Jacob stepped away from his window and he walked out of his room. He descended the stairs to the living room. In the living room, Dennis was slouched on the couch. He was watching
the television and drinking a beer. Jacob wandered past Dennis, Jacob heading toward the kitchen so that he could sneak out the Walsh’s back door and head over to the abandoned house across the street.
Dennis was flipping through channels on the television, and as Jacob was crossing in front of the television, Dennis’s channel surfing had landed on the movie Terminator 2.
Terminator 2 is a sequel to the movie The Terminator. Both movies are about robots that look just like humans, but both robots have difficulty acting like humans.
On the television in the Walsh’s living room was the scene in Terminator 2 where the robot that looked human was mounting a Harley Davidson motorcycle outside of a bar. This was after the Terminator had beaten up a bunch of bikers.
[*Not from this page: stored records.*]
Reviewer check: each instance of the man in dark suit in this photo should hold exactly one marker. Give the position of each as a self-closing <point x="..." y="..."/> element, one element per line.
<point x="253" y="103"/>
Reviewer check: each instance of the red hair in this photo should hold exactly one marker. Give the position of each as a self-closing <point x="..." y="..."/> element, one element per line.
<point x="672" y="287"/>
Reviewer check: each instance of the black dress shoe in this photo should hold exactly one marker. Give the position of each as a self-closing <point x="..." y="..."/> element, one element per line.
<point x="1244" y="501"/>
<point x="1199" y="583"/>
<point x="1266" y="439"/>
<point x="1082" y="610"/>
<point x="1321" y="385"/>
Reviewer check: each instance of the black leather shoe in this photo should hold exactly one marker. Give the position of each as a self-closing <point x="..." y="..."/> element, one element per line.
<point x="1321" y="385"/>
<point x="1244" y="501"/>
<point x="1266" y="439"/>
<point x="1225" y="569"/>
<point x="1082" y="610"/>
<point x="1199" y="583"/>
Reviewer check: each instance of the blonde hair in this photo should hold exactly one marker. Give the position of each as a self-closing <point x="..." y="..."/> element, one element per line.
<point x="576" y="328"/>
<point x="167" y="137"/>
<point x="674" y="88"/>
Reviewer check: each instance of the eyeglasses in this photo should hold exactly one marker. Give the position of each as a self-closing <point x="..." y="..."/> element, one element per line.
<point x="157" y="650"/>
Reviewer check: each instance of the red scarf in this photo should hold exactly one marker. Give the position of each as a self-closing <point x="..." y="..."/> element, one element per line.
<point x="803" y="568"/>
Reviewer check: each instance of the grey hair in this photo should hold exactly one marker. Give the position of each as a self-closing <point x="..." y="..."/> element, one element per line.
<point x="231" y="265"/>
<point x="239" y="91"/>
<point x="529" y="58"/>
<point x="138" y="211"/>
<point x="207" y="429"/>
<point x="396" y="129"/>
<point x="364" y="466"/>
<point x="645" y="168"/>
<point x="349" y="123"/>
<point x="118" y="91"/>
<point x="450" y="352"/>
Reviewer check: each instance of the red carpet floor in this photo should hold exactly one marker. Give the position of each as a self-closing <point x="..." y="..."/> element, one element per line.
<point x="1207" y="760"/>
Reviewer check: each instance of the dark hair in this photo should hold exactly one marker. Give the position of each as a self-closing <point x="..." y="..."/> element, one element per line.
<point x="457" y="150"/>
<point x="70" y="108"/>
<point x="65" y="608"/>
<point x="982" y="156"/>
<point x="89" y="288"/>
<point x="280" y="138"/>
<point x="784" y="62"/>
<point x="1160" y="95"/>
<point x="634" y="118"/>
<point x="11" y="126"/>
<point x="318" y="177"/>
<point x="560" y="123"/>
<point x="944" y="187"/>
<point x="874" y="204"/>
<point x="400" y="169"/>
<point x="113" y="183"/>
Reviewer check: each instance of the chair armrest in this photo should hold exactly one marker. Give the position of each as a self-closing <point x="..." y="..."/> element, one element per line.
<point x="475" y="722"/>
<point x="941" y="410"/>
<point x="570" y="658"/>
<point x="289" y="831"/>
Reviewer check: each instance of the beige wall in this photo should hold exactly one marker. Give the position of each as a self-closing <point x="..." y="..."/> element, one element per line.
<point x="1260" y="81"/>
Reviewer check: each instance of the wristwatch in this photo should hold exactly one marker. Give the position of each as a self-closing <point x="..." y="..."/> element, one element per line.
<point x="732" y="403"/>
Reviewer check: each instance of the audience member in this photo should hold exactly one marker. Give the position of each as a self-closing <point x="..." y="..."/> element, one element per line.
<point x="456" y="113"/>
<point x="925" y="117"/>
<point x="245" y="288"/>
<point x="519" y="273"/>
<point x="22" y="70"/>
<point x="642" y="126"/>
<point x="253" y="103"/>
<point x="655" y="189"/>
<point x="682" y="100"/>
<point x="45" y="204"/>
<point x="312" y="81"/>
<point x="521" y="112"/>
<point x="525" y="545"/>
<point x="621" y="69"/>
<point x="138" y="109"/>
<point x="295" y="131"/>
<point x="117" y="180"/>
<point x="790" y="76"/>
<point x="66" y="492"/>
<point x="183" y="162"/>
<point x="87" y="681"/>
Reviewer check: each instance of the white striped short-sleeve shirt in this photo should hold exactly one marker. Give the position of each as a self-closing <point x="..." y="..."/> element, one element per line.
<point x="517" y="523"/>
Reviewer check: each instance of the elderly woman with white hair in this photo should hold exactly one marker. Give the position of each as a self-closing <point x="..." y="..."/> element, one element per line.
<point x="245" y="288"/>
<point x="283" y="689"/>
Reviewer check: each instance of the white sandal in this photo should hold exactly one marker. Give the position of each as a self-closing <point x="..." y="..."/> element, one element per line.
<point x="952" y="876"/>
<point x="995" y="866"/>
Jacob liked the Terminator because Jacob could relate to him as he tried to logically work out human emotions and behaviors. Jacob liked the Terminator in the second movie, that is. The Terminator in the first movie was an asshole.
Jacob stopped to watch the scene that was on the television for a moment, Jacob not realizing that he was blocking Dennis’s view of the movie.
Dennis said to Jacob, in that way known as sarcasm, “You make a better door than a window, even though you’re a pain.”
Jacob said, “What?”
Dennis waved his arm at Jacob, Dennis no longer sounding sarcastic. It was more like a desperate plea, “Will you look out?”
Jacob said to Dennis, “I heard you call me a whore.”
Dennis said, “No, I called you a door. You make a better door than a window, because you were blocking the television. Then I called you a pain, which you are. Wait, why am I explaining this to you? Just get the hell out of the way.”
Jacob stepped out of the way of the television. He paused a moment, still trying to process what Dennis had said about doors and windows.
Dennis grumbled, “‘You called me a whore…’ That doesn’t even make sense.”
Jacob said, “You don’t make sense.”
Dennis said, “Just proved my point, you little shit. Now get the hell out of here. I’m tired of arguing with a retard. Bad enough your mom leaves me here to babysit your dumb ass.”
“She actually leaves me here to babysit you, you drunk asshole.”
Dennis stood up from the couch and strode toward Jacob as if he was going to strike him.
Jacob scurried out of the room and into the kitchen. He glanced toward the living room. He could hear the sounds of Dennis plopping back down on the couch, the sound of his stepfather groaning as he dropped back to his seat, and the sounds of his channel surfing.
Jacob grabbed his backpack beside the back door. It was full of art supplies. Jacob shouldered the bag and darted out the door. He crept around the Walsh’s house and then darted across the street to the abandoned house’s yard. Jacob looked back toward his house, making sure Dennis’s face wasn’t peering out the living room window. Jacob then looked up and down the street to see if anyone was around to see him. Jacob crept around the back of the Hamptons’ house to what was once the Hamptons’ backyard. He walked over to the bulkhead, opened the rusty door, and crept down into the basement.
Now, because Jacob had a photographic memory, he could remember every dimension of the basement. This made it quite easy for him to navigate through the basement in the dark, and so Jacob had no problem making his way to the basement steps and ascending the steps to the door leading into the kitchen.
Jacob opened the door and stepped into the kitchen, navigating the dark room to the living room. When he stepped into the living room, he snapped on a light switch that was beside the room’s entranceway. The overhead light washed over the room and the wall and the painting of Jacob’s father.
Jacob stepped up to the painting and he stared at it in his focused-unfocused way. And the portrait of Jacob’s father shifted, David Grist’s head tilting slightly before his eyes focused on his son.